Successful resolution:

{
  "resolved": true,
  "gold_output": "247",
  "agent_output": "247"
}

Failed resolution (output mismatch):

{
  "resolved": false,
  "gold_output": "247",
  "agent_output": "There are 247 unique IP addresses"
}

Failed resolution (no gold solution):

{
  "resolved": false,
  "error": "No gold solution available"
}

Troubleshooting

Agent output does not match gold solution format

InterCode uses exact string matching (after whitespace trimming) between the gold solution output and the agent's output.txt. The agent must produce output in the same format as the reference solution. Instruct the agent to output only the raw result without additional text, headers, or formatting.

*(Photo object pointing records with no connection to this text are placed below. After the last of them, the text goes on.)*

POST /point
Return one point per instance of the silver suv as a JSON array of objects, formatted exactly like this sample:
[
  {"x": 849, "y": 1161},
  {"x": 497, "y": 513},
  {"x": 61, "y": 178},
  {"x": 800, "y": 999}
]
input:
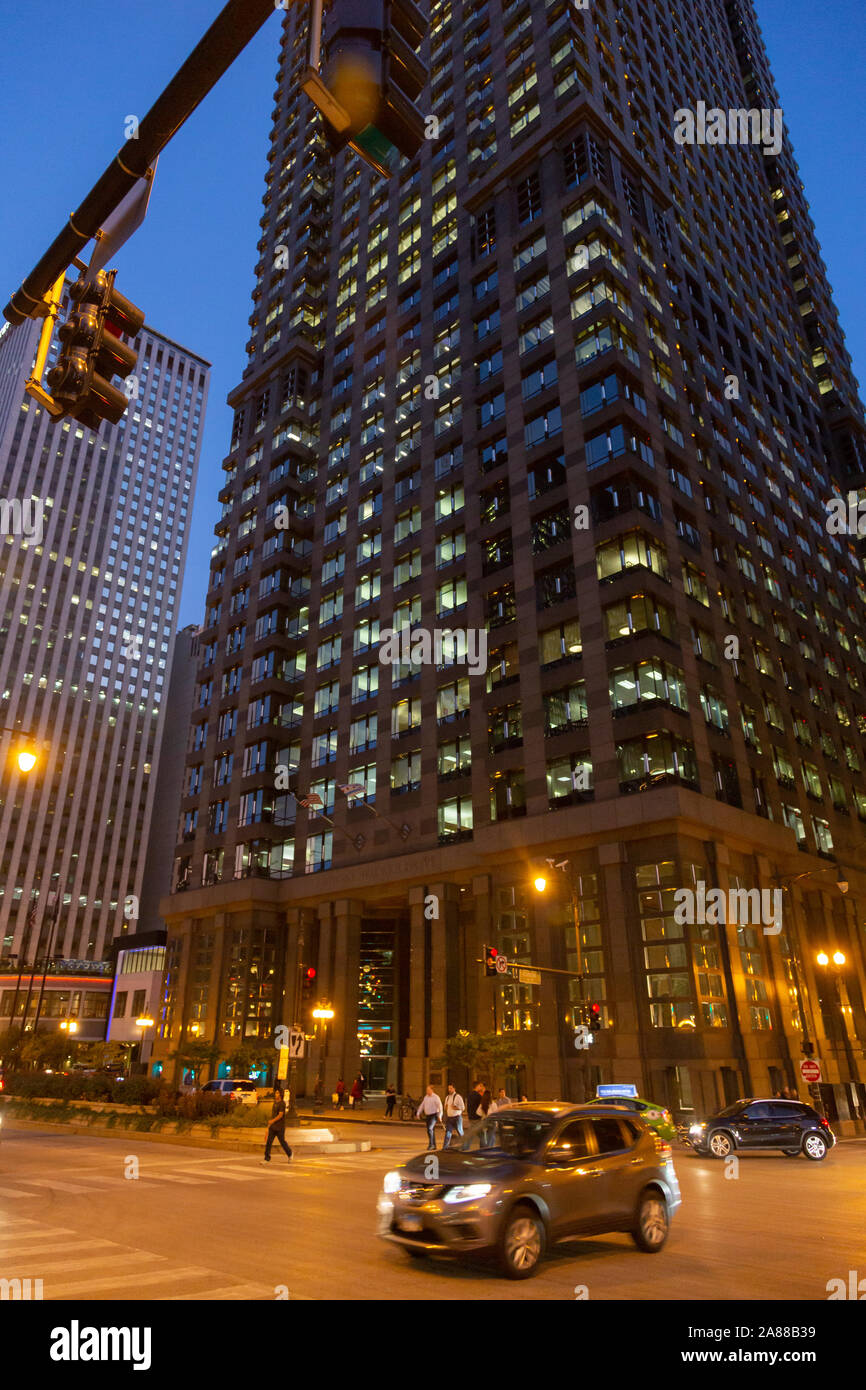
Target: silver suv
[{"x": 528, "y": 1176}]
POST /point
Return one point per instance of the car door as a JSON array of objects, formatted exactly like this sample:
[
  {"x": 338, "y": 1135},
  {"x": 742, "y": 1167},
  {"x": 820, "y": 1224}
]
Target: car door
[
  {"x": 572, "y": 1179},
  {"x": 787, "y": 1118},
  {"x": 755, "y": 1125},
  {"x": 622, "y": 1169}
]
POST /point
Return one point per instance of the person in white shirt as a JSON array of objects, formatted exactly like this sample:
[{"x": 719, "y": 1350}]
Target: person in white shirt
[
  {"x": 431, "y": 1111},
  {"x": 453, "y": 1115}
]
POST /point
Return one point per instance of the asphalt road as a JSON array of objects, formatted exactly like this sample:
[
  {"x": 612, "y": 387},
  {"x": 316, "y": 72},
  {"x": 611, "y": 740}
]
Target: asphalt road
[{"x": 213, "y": 1225}]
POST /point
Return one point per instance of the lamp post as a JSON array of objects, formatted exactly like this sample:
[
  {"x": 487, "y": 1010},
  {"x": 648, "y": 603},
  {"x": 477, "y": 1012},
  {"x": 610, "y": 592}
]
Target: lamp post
[
  {"x": 323, "y": 1014},
  {"x": 27, "y": 756},
  {"x": 540, "y": 883},
  {"x": 834, "y": 965},
  {"x": 783, "y": 880},
  {"x": 143, "y": 1023}
]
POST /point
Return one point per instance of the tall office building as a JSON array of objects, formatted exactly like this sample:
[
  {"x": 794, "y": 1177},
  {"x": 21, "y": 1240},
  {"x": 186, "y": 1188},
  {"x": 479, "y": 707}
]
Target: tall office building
[
  {"x": 88, "y": 615},
  {"x": 574, "y": 387}
]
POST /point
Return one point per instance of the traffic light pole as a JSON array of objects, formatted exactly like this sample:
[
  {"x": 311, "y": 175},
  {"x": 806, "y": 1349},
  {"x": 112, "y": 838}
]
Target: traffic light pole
[{"x": 227, "y": 38}]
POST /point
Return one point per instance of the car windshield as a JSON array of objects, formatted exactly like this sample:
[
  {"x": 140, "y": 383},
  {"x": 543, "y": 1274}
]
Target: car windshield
[{"x": 519, "y": 1136}]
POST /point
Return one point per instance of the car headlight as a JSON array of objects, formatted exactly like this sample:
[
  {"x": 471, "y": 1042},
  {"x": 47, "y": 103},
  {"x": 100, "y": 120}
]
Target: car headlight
[{"x": 466, "y": 1194}]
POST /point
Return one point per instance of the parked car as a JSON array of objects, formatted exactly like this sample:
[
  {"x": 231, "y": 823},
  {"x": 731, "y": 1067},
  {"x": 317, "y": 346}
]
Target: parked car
[
  {"x": 793, "y": 1126},
  {"x": 651, "y": 1112},
  {"x": 243, "y": 1091},
  {"x": 530, "y": 1176}
]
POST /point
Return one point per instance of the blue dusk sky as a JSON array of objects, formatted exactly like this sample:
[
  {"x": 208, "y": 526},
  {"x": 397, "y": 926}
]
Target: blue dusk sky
[{"x": 68, "y": 89}]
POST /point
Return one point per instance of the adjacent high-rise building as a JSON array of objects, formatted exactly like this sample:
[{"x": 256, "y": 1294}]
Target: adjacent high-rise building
[
  {"x": 572, "y": 384},
  {"x": 91, "y": 567}
]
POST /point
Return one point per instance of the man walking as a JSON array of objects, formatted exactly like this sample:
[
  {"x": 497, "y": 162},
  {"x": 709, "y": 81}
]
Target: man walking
[
  {"x": 277, "y": 1126},
  {"x": 430, "y": 1109},
  {"x": 474, "y": 1100},
  {"x": 453, "y": 1115}
]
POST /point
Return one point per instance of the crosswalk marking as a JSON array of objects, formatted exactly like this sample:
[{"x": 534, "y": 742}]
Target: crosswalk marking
[
  {"x": 231, "y": 1292},
  {"x": 15, "y": 1250},
  {"x": 54, "y": 1184},
  {"x": 166, "y": 1275}
]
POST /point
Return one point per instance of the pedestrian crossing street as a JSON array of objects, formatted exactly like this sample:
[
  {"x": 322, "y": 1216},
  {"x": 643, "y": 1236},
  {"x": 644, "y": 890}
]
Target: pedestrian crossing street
[{"x": 200, "y": 1172}]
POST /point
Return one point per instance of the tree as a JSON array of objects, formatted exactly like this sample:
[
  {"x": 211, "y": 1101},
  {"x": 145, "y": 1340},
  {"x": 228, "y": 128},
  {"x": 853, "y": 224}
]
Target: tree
[
  {"x": 49, "y": 1050},
  {"x": 485, "y": 1055},
  {"x": 196, "y": 1054},
  {"x": 10, "y": 1045},
  {"x": 250, "y": 1057}
]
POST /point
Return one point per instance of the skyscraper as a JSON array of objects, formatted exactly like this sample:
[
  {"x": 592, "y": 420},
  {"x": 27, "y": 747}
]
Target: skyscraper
[
  {"x": 89, "y": 615},
  {"x": 573, "y": 385}
]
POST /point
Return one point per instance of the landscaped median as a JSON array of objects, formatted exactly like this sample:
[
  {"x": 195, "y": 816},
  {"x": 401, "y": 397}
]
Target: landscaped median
[{"x": 241, "y": 1127}]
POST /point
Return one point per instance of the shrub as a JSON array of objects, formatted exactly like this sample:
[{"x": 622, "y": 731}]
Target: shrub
[
  {"x": 136, "y": 1090},
  {"x": 193, "y": 1107}
]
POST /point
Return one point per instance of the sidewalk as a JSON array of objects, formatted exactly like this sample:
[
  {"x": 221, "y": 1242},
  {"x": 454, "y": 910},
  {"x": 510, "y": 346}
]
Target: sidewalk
[{"x": 371, "y": 1112}]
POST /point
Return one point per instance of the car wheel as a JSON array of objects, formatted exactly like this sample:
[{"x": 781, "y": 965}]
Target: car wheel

SQL tasks fail with "sqlite3: command not found"

The evaluation automatically installs sqlite3 during environment setup. If installation fails (e.g., due to network issues in the Docker container), SQL tasks will not work. Verify that apt-get has network access inside your Docker configuration.

Agent does not create output.txt

The evaluation reads the agent's output from output.txt in the working directory. If this file does not exist, the agent output will be empty, causing a mismatch. Ensure the agent prompt clearly instructs saving output to this file. The evaluation falls back to an empty string if the file is missing.

Gold solution execution times out

Both the gold solution execution and the agent output reading have 30-second and 10-second timeouts respectively. Complex gold solutions that require significant computation may time out. This is rare but can happen with large dataset processing tasks.

Best Practices

  • Filter by environment type to focus on the interaction style that matches your MCP server's capabilities (e.g., bash for filesystem servers, sql for database servers).
  • Instruct raw output only in the agent prompt to avoid formatting mismatches with the gold solution. The agent should write only the computed result to output.txt.
  • Start with Bash tasks as they typically have the simplest output formats and are easiest to debug.
  • Use 180-300 second timeouts since multi-turn interactive coding requires time for iteration and debugging.
  • Provide code execution tools through your MCP server. InterCode tasks require the agent to actually run and observe code, not just generate it.
  • Set max_iterations to 20-25 to allow sufficient turns for the agent to explore, make mistakes, and correct its approach.
  • Monitor output.txt contents by running with -vv to see exactly what the agent produces and compare it with the gold output in the results.